Couldn't the same thing be true of delayed if it is always followed by a colon?
No. Because there are other reasons you'd follow the variable `delayed` with a colon:
delayed = 1 d = {delayed: "oops!"}
My earlier proposal (using unpacking syntax) doesn't work for the same reason. On Fri, Feb 17, 2017 at 2:31 PM, Joseph Hackman <josephhackman@gmail.com> wrote:
Couldn't the same thing be true of delayed if it is always followed by a colon?
I.e. delayed=1 x= delayed: slow_function() print(delayed) # prints 1
-Joseph
On Feb 17, 2017, at 2:39 PM, Mark E. Haase <mehaase@gmail.com> wrote:
On Fri, Feb 17, 2017 at 1:55 PM, Joshua Morton <joshua.morton13@gmail.com> wrote:
but I'm wondering how common async and await were when that was proposed and accepted?

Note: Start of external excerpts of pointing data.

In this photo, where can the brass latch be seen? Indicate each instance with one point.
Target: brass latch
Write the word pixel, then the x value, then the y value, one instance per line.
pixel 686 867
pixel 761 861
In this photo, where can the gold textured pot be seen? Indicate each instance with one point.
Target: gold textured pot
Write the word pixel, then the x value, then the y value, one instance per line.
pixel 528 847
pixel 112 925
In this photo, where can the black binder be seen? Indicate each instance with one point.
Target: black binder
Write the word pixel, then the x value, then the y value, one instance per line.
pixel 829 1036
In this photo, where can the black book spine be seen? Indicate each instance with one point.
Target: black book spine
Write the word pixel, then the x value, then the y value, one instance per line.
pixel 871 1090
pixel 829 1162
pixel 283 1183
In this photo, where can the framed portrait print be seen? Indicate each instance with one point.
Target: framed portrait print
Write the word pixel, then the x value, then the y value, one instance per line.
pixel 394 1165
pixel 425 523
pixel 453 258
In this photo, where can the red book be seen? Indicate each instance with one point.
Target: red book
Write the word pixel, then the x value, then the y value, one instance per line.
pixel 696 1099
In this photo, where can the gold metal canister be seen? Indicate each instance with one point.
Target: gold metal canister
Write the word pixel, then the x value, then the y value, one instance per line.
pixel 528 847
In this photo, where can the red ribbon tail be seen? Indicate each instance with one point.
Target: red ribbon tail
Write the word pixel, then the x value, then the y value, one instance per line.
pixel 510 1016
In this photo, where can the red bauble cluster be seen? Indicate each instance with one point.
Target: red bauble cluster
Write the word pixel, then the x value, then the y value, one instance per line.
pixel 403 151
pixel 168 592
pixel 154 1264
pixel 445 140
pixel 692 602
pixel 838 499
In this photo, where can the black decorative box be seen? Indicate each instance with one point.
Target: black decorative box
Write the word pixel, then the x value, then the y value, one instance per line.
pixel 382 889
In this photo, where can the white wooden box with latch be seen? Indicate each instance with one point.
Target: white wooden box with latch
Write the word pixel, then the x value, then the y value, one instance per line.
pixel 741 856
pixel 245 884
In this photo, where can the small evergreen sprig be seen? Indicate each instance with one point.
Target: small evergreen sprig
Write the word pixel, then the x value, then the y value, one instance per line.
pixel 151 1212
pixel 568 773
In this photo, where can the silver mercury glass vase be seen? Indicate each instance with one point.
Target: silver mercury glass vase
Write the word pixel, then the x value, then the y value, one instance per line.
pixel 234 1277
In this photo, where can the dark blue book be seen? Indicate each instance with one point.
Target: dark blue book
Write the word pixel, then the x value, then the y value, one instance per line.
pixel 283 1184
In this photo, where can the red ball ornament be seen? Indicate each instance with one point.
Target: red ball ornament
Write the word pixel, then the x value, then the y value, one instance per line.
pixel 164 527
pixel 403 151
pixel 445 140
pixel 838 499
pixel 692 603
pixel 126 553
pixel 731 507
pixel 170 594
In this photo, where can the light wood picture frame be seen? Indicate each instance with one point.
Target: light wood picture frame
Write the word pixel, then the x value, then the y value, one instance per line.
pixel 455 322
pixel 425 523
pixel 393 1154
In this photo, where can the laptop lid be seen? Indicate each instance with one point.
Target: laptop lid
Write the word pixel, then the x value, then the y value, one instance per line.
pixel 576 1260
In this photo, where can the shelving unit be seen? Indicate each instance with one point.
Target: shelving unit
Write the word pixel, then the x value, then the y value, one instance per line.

Actually, "async" and "await" are backwards compatible due to a clever tokenizer hack. The "async" keyword may only appear in a few places (e.g. async def), and it is treated as a name anywhere else.The "await" keyword may only appear inside an "async def" and is treated as a name everywhere else. Therefore...
>>> async = 1 >>> await = 1
...these are both valid in Python 3.5. This example is helpful when proposing new keywords.